茶の道というのは単に点前を習い技を競うものではなく、「茶を飲む」という事を手段にして、人間が歩まねばならない正しい道のあり方を示したものであると思います。人や物との一期一会の最高のもてなしの心を持つこと、お茶会やお稽古場で何度同じ人達と出会ったとしても、その時間は二度と巡って来ないものであるわけですから、その一瞬を大切に思い、感謝して受け止める事が大事だと思います。今出来る最高のおもてなしをして、自分も相手も喜び幸せを感じる「主客が一体」になって、お互いに醸し出すよき人間修練の場でもあるわけです。

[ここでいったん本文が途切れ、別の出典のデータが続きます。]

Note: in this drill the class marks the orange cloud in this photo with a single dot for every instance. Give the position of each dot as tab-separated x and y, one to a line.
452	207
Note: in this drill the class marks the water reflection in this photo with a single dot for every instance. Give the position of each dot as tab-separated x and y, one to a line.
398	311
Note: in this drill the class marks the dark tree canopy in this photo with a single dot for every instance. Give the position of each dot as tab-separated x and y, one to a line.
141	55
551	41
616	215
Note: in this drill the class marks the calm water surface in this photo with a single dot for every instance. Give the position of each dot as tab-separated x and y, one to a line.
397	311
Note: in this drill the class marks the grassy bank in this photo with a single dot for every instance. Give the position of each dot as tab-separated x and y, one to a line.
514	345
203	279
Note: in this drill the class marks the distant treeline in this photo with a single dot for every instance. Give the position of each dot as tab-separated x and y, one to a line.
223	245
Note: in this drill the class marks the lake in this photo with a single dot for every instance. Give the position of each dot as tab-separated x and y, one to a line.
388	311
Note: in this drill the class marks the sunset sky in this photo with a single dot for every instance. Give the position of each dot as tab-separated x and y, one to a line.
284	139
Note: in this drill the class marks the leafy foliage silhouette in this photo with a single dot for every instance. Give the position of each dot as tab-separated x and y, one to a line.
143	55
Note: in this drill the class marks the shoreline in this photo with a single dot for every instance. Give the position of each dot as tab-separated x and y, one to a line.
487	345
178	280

お茶を点てる、それを頂く、それだけなのですが、思いやり、感謝の気持ちを持って人と人とが素直に触れ合う世界、そして知識のみに、 経験のみに、或いは立場のみに頼る姿でなく、淡々とした魂の触れ合う場が茶道によって展開されるのだと思います。 相手の立場に立っての気遣い、心温まる応対をするというのが「おもてなしの心」の原点であるのですから。
客のおもてなしというのは、招く側のみが一方的に行うものではなく、招かれる客も協力して、一体となってその空間を創り上げるものだと言われています。主客が一体となって、おもてなしの場を共有し、共鳴し合うことで、お互いを思いやる空間を生み出せるのであり、それらを実践で学ぶ場がお茶の席でもあるわけです。

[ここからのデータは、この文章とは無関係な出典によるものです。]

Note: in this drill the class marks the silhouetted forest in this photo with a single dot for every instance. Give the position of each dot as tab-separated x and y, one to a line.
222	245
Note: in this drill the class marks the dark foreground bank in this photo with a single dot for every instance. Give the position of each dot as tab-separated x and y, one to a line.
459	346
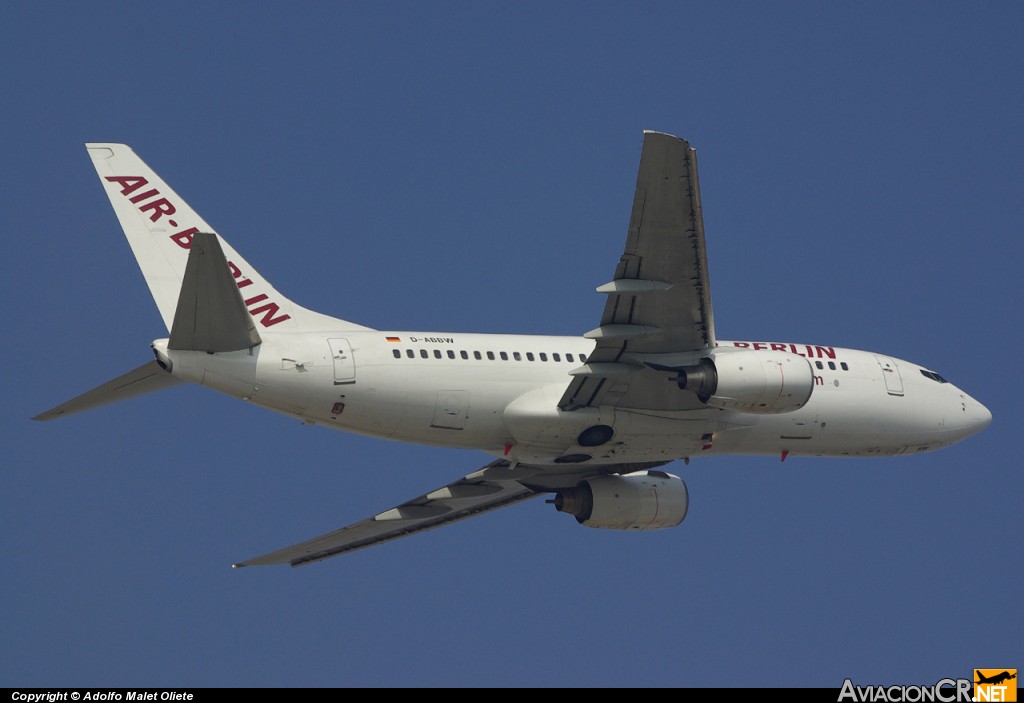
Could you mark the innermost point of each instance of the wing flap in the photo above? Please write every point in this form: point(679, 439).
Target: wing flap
point(659, 299)
point(463, 498)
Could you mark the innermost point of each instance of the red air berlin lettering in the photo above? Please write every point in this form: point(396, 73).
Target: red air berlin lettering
point(804, 350)
point(160, 207)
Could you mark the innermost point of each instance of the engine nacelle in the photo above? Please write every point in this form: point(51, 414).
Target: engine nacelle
point(751, 381)
point(643, 500)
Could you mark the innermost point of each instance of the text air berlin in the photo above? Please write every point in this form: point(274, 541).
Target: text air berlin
point(152, 204)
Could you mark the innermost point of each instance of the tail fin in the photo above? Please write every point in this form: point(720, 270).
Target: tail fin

おもてなしの心とは毎日の生活やお稽古からその人自身が見つけ出すものであって、他から押し付けられたりするものではない一種の悟りでもあります。茶の湯のお稽古を通して毎日の生活に潤いをもたらし、おもてなしの心を学び、豊かな心で人々に交わって明るく暮らして行きたいと私は思っています。

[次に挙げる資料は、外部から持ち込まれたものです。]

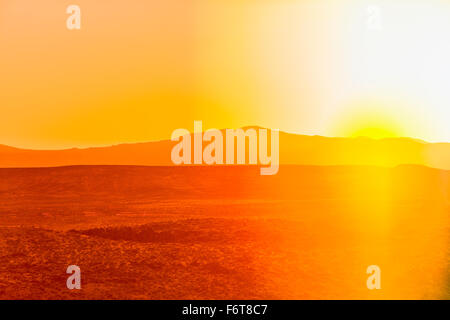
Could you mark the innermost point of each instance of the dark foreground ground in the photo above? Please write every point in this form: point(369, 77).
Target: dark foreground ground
point(224, 232)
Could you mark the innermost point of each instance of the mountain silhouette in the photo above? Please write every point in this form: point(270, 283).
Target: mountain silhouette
point(294, 149)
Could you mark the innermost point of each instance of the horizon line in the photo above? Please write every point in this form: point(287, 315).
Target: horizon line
point(419, 140)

50代になってから2年間の代稽古(先生の代理でお稽古をする事)の後、1996年より自分の茶道教室を始めて現在に至りますが、恩師からの大切な教えを基礎に私らしさの加わった勝谷宗弓茶道教室には、同じ志の人達が集まり、和気藹々と手を取り助け合って、茶の湯を楽しんでいます。20代から70代まで年齢は様々ですが、誰もが茶道の精神を通して茶の点前やおもてなしの心をしっかりと身に付けて、うるおいのある生活をすることに歓びを感じていると思います。着付けの練習、和菓子作り、季節のお料理の研究なども加わって、学びたい事は盛り沢山あります。
我が家の庭で催す恒例の夏の野点茶会は、学んで来た事を実践する桧舞台とでもいえる場で、お教室全員でその季節のお料理を研究し、準備して大勢のお客様をおもてなしするお教室の楽しい催しとなっています。習った事を心を込めて実践に移すことで、お客様の喜ばれる顔が自分たちの心に響き、その奏でる余韻がこれからの更なる精進の糧にもつながります。